Das Gefährliche an dieser und vieler Krebsarten ist, dass man sie erst bemerkt, wenn die Krankheit fortgeschritten ist. Deshalb ist gerade bei Prostatakrebs die Vorsorge sehr wichtig. Wer beispielsweise Probleme beim Wasserlassen hat, der sollte auf jeden Fall zum Facharzt gehen. Das ist ein Anzeichen und muss ernst genommen werden, ohne dass in dem Moment bereits eine Einschätzung von bös- oder gutartiger Veränderung erfolgen kann.

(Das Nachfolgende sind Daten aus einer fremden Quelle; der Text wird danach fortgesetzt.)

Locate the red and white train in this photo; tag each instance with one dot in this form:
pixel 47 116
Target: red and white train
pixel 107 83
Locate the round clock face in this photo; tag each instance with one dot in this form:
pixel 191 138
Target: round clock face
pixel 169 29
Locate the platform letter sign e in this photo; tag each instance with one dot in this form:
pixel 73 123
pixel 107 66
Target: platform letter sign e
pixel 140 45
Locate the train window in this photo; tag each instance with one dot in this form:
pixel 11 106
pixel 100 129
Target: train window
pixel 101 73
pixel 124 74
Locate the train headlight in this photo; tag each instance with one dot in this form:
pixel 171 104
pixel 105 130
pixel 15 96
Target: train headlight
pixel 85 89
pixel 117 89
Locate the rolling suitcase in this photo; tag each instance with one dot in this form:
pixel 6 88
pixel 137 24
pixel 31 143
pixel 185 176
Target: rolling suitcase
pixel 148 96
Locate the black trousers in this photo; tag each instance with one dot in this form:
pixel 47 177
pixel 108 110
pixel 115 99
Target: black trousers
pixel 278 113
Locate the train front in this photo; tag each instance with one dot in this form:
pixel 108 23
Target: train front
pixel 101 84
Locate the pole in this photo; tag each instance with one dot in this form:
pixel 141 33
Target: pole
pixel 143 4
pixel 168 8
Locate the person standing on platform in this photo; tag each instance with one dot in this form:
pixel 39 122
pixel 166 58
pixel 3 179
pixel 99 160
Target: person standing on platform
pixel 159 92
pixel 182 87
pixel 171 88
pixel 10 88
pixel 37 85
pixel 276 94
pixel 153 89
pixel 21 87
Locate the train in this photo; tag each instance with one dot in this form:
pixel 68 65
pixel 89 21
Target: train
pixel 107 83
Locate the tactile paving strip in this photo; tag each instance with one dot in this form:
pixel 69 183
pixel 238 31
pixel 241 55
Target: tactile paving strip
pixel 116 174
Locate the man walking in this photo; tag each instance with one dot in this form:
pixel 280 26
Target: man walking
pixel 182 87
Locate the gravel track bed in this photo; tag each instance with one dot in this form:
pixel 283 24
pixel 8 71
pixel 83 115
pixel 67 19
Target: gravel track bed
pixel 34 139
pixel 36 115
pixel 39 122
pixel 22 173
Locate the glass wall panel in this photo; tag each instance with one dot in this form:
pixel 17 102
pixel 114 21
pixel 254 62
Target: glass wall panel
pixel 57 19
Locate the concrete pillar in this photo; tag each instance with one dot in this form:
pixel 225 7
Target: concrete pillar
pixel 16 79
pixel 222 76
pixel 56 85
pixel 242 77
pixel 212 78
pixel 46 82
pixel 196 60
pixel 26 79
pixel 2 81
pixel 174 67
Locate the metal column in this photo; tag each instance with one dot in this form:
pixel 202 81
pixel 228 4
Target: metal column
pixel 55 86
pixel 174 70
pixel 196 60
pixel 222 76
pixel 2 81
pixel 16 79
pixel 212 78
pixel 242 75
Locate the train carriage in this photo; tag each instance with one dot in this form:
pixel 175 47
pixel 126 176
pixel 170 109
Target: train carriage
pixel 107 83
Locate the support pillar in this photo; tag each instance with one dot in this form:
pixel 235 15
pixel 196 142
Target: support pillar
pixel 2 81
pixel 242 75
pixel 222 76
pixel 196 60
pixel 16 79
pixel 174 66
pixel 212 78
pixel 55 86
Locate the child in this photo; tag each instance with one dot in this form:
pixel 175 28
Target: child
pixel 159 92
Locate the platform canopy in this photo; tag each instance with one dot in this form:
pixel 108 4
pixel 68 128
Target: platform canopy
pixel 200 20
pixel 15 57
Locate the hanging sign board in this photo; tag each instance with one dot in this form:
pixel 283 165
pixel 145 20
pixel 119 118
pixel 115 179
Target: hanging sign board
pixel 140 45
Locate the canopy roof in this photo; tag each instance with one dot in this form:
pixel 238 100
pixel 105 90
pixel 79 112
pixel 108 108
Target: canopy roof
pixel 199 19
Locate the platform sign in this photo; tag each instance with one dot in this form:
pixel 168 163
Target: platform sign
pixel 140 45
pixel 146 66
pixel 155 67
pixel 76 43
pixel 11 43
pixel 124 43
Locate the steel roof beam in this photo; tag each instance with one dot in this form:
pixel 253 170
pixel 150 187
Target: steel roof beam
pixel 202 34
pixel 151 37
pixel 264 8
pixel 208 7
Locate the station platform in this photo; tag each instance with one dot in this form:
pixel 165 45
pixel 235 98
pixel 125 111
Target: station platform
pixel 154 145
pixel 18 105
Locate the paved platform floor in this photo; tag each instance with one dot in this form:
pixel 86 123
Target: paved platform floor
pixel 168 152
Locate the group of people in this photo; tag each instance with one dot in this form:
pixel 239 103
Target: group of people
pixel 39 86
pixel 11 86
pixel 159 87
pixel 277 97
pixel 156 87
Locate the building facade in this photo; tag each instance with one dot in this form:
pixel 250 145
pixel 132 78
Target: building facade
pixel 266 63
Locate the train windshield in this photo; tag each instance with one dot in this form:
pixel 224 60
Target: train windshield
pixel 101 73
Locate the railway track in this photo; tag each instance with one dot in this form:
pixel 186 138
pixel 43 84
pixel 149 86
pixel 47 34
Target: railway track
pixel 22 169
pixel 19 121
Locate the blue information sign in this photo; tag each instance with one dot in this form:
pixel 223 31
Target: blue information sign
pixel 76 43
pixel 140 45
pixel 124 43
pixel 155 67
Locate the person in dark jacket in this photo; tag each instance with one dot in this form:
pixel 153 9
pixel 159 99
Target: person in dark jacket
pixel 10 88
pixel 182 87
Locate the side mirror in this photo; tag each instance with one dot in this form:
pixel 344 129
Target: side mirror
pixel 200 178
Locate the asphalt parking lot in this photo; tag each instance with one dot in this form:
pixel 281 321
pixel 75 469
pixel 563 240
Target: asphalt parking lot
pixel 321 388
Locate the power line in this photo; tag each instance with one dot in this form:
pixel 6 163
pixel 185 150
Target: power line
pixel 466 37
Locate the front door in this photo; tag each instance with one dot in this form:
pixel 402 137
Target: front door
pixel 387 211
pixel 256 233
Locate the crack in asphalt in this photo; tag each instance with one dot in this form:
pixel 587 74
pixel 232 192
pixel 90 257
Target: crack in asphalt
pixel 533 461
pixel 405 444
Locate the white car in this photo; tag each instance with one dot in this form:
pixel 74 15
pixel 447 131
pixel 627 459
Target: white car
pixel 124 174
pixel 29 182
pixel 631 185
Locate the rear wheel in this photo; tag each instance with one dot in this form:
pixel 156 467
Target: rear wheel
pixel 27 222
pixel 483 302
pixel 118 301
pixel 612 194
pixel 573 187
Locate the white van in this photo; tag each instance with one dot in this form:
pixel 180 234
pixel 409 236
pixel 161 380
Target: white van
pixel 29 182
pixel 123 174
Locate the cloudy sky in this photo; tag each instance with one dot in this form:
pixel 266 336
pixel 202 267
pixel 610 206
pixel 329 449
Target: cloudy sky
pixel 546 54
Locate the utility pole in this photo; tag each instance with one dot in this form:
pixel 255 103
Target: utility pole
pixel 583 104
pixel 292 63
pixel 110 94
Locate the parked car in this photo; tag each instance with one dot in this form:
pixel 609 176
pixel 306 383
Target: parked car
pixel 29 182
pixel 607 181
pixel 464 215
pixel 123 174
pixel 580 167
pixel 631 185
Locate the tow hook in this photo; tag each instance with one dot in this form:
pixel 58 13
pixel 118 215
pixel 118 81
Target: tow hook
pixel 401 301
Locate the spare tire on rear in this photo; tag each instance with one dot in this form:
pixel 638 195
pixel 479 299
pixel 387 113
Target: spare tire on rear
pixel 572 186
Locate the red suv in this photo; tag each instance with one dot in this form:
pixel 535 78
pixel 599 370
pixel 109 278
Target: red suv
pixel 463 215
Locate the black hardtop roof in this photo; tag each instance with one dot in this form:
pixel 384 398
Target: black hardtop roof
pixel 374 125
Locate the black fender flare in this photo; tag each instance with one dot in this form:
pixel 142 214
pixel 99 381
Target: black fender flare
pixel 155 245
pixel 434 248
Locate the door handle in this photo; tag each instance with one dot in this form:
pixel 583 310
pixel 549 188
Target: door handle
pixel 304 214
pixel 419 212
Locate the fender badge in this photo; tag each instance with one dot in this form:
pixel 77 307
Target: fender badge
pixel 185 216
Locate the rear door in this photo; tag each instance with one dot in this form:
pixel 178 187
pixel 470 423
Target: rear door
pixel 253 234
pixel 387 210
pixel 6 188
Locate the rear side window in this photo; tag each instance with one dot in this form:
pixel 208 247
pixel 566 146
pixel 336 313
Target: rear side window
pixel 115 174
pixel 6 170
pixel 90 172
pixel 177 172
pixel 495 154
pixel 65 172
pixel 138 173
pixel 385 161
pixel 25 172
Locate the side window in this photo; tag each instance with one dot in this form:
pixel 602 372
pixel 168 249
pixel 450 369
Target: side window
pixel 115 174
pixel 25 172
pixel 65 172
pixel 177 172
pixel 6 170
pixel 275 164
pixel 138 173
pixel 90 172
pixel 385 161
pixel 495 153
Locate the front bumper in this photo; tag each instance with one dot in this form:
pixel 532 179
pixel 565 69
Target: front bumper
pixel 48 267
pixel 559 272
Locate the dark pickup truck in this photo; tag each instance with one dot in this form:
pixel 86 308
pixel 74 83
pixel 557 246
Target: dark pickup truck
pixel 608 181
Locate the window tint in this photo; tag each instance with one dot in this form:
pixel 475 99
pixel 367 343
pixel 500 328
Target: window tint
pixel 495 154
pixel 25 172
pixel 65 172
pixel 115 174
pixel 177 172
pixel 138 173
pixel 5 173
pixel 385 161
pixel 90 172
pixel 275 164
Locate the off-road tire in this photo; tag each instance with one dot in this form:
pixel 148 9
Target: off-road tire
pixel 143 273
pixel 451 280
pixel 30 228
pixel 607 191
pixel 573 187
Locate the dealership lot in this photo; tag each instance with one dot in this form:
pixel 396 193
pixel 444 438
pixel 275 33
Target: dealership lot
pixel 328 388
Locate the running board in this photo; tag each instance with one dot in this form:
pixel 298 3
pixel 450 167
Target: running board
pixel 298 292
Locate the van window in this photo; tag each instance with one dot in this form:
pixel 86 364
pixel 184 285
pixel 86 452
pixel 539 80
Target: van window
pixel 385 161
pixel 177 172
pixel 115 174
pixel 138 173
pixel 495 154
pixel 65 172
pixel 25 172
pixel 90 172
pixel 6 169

Prostatakrebs - Anzeichen erkennen
Ratsam ist auch regelmäßiges Abtasten der Prostata von einem Urologen sowie die Kontrolle der PSA-Werte. Auf diesen Diagnosewegen findet man Anhaltspunkte. Liegt der PSA-Wert über dem Wert 3, ist weitere Diagnostik einzuleiten. Im Frühstadium ist gerade Prostatakrebs gut behandelbar. Wenn Ihr Hausarzt über schlechte Blutwerte Krebs feststellt, handelt es sich in der Regel nicht mehr um ein Karzinom im Frühstadium. Die PSA-Bestimmung beim Arzt ist meist eine IGeL-Leistung, also eine individuelle Gesundheitsleistung, die gesetzlich Versicherte selbst bezahlen müssen und die auch nicht alle Praxen anbieten.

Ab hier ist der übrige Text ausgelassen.